O.C.G.A. section 19-9-1 requires that, in all cases in which the custody of any child is at issue, other than a TPO action, each parent shall prepare a parenting plan, or the parties may jointly submit a parenting plan. A parenting plan is required for any final hearing in a divorce or modification case where custody is at issue and may, in the judge’s discretion, be required for temporary hearings.
There are certain statutory requirements for the parenting plan that commonly are not incorporated into the custody provisions of a typical settlement agreement.
Pursuant to O.C.G.A. 19-9-1(b)(1), unless otherwise ordered by the judge, a parenting plan shall include the following, at a minimum:
(A) A recognition that a close and continuing parent-child relationship and continuity in the child's life will be in the child's best interest;
(B) A recognition that the child's needs will change and grow as the child matures and demonstrate that the parents will make an effort to parent that takes this issue into account so that future modifications to the parenting plan are minimized;
(C) A recognition that a parent with physical custody will make day-to-day decisions and emergency decisions while the child is residing with such parent; and
(D) That both parents will have access to all of the child's records and information, including, but not limited to, education, health, health insurance, extracurricular activities, and religious communications.
(2) Unless otherwise ordered by the judge, or agreed upon by the parties, a parenting plan shall include, but not be limited to:
(A) Where and when a child will be in each parent's physical care, designating where the child will spend each day of the year;
(B) How holidays, birthdays, vacations, school breaks, and other special occasions will be spent with each parent including the time of day that each event will begin and end;
(C) Transportation arrangements including how the child will be exchanged between the parents, the location of the exchange, how the transportation costs will be paid, and any other matter relating to the child spending time with each parent;
(D) Whether supervision will be needed for any parenting time and, if so, the particulars of the supervision;
(E) An allocation of decision-making authority to one or both of the parents with regard to the child's education, health, extracurricular activities, and religious upbringing, and if the parents agree the matters should be jointly decided, how to resolve a situation in which the parents disagree on resolution; and
(F) What, if any, limitations will exist while one parent has physical custody of the child in terms of the other parent contacting the child and the other parent's right to access education, health, extracurricular activity, and religious information regarding the child.
If the parents are serving in the military, there are additional requirements. Before any hearing, the attorney and client should go over the proposed parenting plan carefully and be prepared to make cogent arguments why the proposed parenting plan should be adopted and why it's adoption is in the children's best interest.

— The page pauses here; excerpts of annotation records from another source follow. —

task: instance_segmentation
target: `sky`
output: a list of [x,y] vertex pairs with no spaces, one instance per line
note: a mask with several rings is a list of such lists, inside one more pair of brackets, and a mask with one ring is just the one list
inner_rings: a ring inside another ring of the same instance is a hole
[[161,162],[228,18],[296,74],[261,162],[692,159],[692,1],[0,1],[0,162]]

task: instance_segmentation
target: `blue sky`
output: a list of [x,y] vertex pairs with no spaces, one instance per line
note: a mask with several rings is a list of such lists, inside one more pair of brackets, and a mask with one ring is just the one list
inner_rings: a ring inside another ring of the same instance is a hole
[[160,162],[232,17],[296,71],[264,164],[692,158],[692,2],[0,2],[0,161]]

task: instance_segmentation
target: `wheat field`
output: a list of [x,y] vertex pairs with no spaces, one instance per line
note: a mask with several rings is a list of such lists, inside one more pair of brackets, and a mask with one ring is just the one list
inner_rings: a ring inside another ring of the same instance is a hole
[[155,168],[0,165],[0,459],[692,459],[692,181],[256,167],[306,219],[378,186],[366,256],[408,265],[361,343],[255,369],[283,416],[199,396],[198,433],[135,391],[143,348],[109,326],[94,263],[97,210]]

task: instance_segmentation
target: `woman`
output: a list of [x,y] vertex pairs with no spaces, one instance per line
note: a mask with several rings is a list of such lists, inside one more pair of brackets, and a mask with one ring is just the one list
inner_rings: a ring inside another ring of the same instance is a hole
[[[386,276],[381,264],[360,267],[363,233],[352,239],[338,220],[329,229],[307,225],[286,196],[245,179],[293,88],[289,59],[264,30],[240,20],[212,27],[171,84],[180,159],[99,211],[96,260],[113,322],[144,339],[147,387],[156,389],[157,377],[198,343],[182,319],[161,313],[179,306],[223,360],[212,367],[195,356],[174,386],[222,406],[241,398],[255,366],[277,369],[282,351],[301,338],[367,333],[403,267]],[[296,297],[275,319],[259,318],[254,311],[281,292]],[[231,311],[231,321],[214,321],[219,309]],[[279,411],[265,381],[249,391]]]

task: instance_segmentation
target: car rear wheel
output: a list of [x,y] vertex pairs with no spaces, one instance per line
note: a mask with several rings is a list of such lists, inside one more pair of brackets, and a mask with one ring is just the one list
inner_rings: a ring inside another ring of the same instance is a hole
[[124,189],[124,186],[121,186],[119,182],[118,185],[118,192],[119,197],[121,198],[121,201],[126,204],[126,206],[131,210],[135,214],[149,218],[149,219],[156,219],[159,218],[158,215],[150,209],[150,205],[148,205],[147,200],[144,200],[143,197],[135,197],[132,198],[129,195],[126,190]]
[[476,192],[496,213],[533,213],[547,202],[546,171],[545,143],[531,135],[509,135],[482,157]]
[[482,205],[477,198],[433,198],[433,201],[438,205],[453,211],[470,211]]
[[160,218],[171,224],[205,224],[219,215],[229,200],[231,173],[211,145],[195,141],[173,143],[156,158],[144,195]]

When preparing a settlement agreement Atlanta Parenting Attorney Russell Hippe usually includes all custody and visitation terms of the settlement in an attached Parenting Plan to avoid any redundancy or confusion. As noted, if your case is going to a temporary hearing or trial, you parenting plan should be prepared well in advance, tendered into evidence, and proposed for adoption. You need to be able to fully support why you are requesting the plan and why this plan, as opposed to your spouses', is in the child’s or children's best interest. Mr. Hippe always covers this carefully with his clients in advance of any hearing or final trial.
A sample parenting plan is located in the Uniform Superior Court Rules, specifically rule 24.10. This form is merely a sample. The parties are free to edit and add or include additional custody terms.